Included Middle is an idea proposed by Stéphane Lupasco (in The Principle of Antagonism and the Logic of Energy in 1951), further developed by Joseph E. Brenner and Basarab Nicolescu, and also supported by Werner Heisenberg. The notion pertains to physics and quantum mechanics, and may have wider application in other domains such as information theory and computing, epistemology, and theories of consciousness. The Included Middle is a theory proposing that logic has a three-part structure. The three parts are the positions of asserting something, the negation of this assertion, and a third position that is neither or both. Lupasco labeled these states A, not-A, and T. The Included Middle stands in opposition to classical logic stemming from Aristotle. In classical logic, the Principle of Non-contradiction specifically proposes an Excluded Middle, that no middle position exists, tertium non datur (there is no third option). In traditional logic, for any proposition, either that proposition is true, or its negation is true (there is either A or not-A). While this could be true for circumscribed domains that contain only A and not-A, there may also be a larger position not captured by these two claims, and that is articulated by the Included Middle.
Heisenberg noticed that there are cases where the straightforward classical logic of A and not-A does not hold. He pointed out how the traditional law of Excluded Middle has to be modified in Quantum Mechanics. In general cases at the macro scale, the law of Excluded Middle would seem to hold. Either there is a table here, or there is not a table here. There is no third position. But in the Quantum Mechanical realm, there are the ideas of superposition and possibility, where both states could be true. Consider Schrödinger’s cat being possibly either dead or alive, until an observer checks and possibility collapses into a reality state. Thus a term of logic is needed to describe this third possible situation, hence the Included Middle. It is not “middle” in the sense of being between A and not-A, that there is a partial table here, but rather in the sense that there is a third position, another state of reality, that contains both A and not-A. This can be conceptualized by appealing to levels of reality. A and not-A exist at one level of reality, and the third position at another. At the level of A and not-A, there are only the two contradictory possibilities. At a higher level of reality, however, there is a larger domain, where both elements could be possible; both elements are members of a larger set of possibilities.
Included Middle is a concept already deployed in a variety of scientific domains and could benefit from a wider application in being promoted to “meme” status. This is because beyond its uses in science, Included Middle is a model for thinking. The Included Middle is a conceptual model that overcomes dualism and opens a frame that is complex and multi-dimensional, not merely one of binary elements and simple linear causality. We have now come to comprehend and address our world as one that is complex as opposed to basic, and formal tools that support this investigation are crucial. The Included Middle helps to expose how our thinking process unfolds. When attempting to grasp anything new, a basic “A, not-A” logic could be the first step in understanding the situation.

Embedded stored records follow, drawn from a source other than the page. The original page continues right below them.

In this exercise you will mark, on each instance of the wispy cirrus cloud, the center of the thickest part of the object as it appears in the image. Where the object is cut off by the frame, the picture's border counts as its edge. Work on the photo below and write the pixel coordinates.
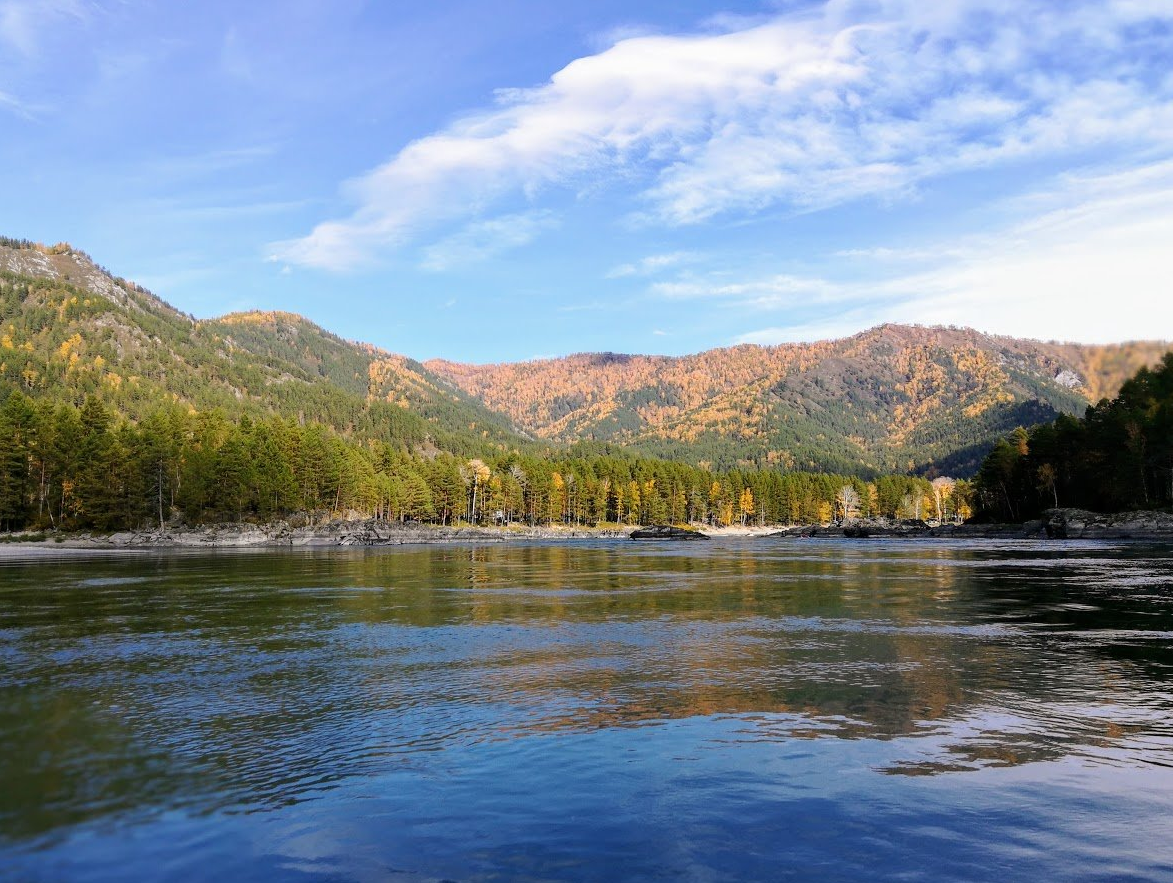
(24, 21)
(652, 264)
(487, 238)
(1091, 264)
(800, 110)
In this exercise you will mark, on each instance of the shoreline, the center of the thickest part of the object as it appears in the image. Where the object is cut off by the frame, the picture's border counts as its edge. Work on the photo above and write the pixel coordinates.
(1057, 524)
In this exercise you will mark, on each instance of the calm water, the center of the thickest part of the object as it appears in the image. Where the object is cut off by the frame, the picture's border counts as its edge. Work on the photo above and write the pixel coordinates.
(599, 711)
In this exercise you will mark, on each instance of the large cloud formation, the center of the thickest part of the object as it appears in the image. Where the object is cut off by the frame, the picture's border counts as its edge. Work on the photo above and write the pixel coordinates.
(804, 110)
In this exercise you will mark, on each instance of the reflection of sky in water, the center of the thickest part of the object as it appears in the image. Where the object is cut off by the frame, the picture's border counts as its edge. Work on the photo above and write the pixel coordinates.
(558, 711)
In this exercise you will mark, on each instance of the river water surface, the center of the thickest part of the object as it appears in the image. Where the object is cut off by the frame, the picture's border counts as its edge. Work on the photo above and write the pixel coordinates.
(592, 711)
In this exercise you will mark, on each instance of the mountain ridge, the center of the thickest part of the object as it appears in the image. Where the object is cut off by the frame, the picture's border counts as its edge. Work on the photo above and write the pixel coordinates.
(894, 398)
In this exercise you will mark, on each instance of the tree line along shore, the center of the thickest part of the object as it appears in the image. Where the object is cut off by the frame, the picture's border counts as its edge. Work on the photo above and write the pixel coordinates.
(79, 468)
(69, 468)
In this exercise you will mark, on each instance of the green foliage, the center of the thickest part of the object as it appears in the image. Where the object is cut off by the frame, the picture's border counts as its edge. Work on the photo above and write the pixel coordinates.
(1118, 456)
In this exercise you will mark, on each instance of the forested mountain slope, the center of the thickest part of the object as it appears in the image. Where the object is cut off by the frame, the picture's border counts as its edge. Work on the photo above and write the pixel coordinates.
(890, 399)
(893, 398)
(69, 330)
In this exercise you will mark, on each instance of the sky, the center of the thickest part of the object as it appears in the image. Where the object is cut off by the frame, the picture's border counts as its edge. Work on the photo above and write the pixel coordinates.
(514, 180)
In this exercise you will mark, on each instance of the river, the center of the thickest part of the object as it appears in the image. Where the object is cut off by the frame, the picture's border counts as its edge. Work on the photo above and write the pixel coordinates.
(739, 710)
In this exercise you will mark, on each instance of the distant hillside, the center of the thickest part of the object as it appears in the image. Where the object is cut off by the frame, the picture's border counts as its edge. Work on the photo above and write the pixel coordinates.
(68, 328)
(894, 398)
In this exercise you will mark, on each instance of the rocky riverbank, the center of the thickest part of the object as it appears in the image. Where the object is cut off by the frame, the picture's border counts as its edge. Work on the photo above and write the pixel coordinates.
(325, 534)
(1055, 524)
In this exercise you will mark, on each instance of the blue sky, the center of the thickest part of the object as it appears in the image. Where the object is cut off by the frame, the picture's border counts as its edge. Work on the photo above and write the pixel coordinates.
(502, 181)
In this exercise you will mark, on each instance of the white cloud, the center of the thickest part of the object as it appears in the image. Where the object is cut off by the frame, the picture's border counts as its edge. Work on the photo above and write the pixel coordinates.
(487, 238)
(1093, 264)
(24, 21)
(652, 264)
(801, 110)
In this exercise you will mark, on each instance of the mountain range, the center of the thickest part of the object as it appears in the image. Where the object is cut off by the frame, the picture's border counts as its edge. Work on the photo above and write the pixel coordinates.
(890, 399)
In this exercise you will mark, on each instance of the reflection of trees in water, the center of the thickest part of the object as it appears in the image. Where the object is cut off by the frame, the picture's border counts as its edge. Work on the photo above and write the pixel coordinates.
(251, 679)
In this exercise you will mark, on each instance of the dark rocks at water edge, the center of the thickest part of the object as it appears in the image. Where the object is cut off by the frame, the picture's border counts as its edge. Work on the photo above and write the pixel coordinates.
(303, 531)
(1055, 524)
(666, 531)
(1083, 524)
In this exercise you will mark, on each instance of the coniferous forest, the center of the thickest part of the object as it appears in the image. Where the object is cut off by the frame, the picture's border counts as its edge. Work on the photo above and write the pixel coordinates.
(70, 467)
(1118, 456)
(119, 412)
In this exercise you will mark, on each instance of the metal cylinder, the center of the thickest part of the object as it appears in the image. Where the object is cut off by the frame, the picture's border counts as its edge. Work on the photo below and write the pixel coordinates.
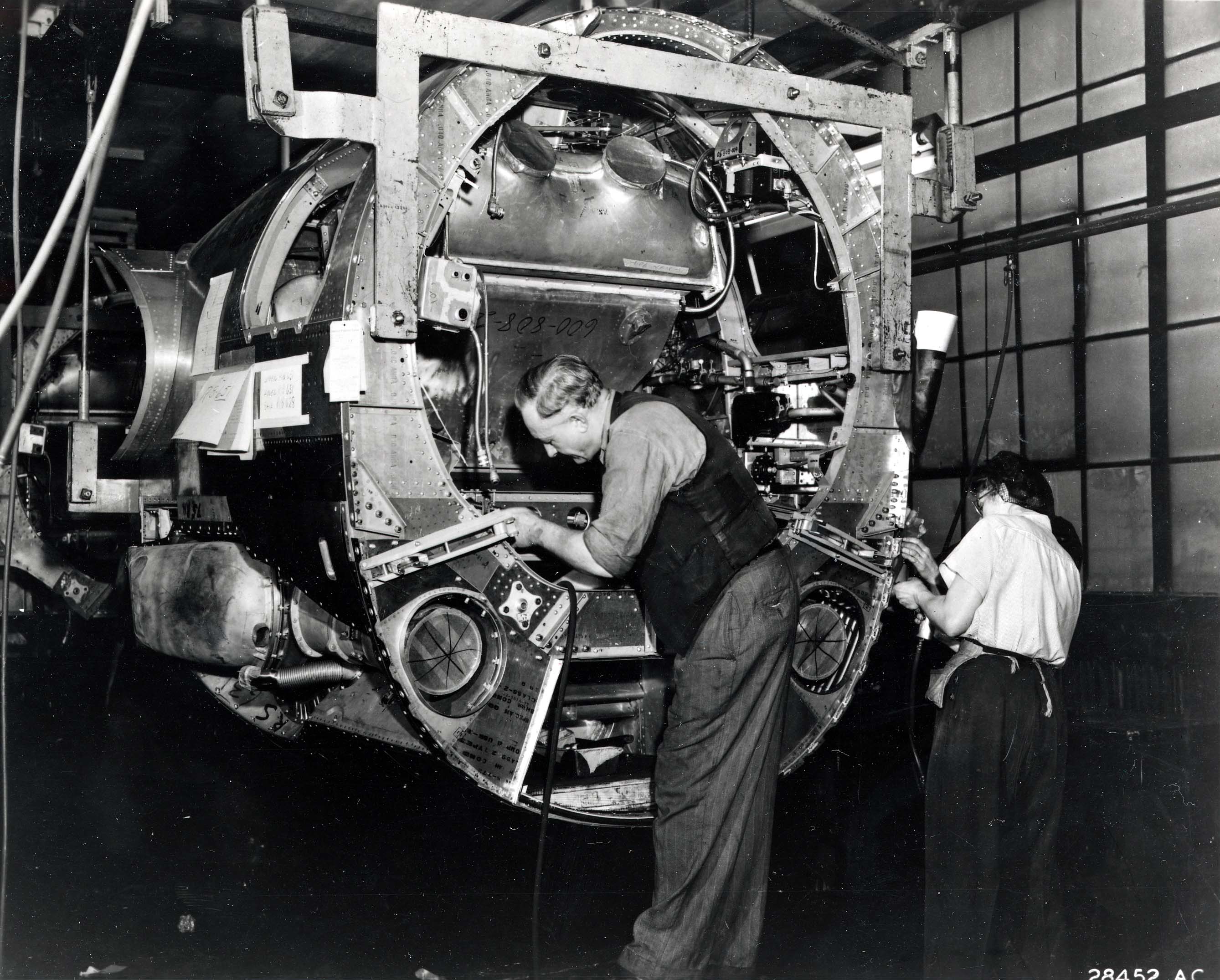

However, the idea is then to progress to the next step which is another level of thinking that holds both A and not-A. The Included Middle is a more robust model that has properties of both determinacy and indeterminacy, the universal and the particular, the part and the whole, and actuality and possibility. The Included Middle is a position of greater complexity and possibility for addressing any situation. Conceiving of a third space that holds two apparent contradictions of a problem is what the Included Middle might bring to contemporary challenges in consciousness, artificial intelligence, disease pathologies, and unified theories in physics and cosmology.